Ефрем стоял перед нею, смотрел в ее лучистые, счастьем зажженные глаза, в ее лицо, в котором с такою ясностью отражалось что-то доброе, открытое, искреннее… улыбнулся, покраснел и торопливо пробормотал:
— Да, да, я вспомнил. Мне нужно переговорить с вами об одном деле… Я, оказывается, ужасно ошибался относительно молодого Рахманного.
— И тем более, завтра ведь мы едем! — подхватила Элиз, не слушая, что он сказал о Рахманном, но вся вспыхивая от его намерения переговорить с нею. — О, какой удивительный день!., как прозрачен воздух!.. До чего хорошо поют на гумне!.. Послушайте, послушайте… боже, как весело!

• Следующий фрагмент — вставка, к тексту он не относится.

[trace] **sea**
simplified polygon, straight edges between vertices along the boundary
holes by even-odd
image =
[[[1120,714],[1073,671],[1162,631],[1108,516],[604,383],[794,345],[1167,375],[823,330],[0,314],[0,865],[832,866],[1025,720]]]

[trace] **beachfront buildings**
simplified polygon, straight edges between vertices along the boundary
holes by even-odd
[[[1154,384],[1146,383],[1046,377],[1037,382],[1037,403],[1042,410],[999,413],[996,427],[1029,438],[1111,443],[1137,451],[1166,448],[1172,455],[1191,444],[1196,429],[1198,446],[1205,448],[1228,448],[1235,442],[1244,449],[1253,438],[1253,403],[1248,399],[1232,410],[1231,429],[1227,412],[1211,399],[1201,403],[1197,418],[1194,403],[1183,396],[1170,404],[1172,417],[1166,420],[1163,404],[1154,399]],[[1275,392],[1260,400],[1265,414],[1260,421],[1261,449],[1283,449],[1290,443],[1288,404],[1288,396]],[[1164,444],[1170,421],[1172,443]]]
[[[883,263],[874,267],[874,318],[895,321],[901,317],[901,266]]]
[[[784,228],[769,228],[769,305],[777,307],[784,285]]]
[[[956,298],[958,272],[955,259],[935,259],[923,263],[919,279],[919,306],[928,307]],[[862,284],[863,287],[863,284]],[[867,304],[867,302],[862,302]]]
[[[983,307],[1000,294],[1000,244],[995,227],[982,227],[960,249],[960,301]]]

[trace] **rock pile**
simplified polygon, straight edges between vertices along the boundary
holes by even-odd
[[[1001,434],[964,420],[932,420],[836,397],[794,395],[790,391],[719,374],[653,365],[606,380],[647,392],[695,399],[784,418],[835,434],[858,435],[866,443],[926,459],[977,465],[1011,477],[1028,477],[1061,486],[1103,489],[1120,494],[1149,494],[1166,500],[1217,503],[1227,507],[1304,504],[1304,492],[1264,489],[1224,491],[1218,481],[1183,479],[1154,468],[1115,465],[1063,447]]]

Вечером Мартин Лукьяныч был позван к барыне, довольно долго находился там, и когда пришел в контору, где его ждали «начальники», Николай понял, что самое лучшее углубиться в «книгу материалов» и упорно молчать. Мартин Лукьяныч был жестоко расстроен. «Начальники» ушли; Мартин Лукьяныч кряхтел, вздыхал, жег папиросу за папиросой и, наконец, заговорил как бы сам с собою: «С ума спятила, старая дура!.. («Кто бы это? — подумал Николай, сгорая от любопытства. — Неужто Татьяна Ивановна?») Покорно прошу, что выдумала — в монастырь!.. Эдак и я уйду в монастырь, и другой, и третий, — что же с экономией-то станется? В аренду, что ли, сдавать?»
Николай понял, что не только можно, но даже нужно спросить, в чем дело.
— Кто это, папаша, в монастырь?
— Да вот надумалась с большого-то ума… Фелицата Никаноровна!
Николай так и привскочил.
— Не может быть!
— Значит, может, коли я говорю. Велено экономку приискать. А где ее, анафему, взять? Где они, старинные-то слуги?.. Обдумала, убила бобра, в монастыре ее не видали.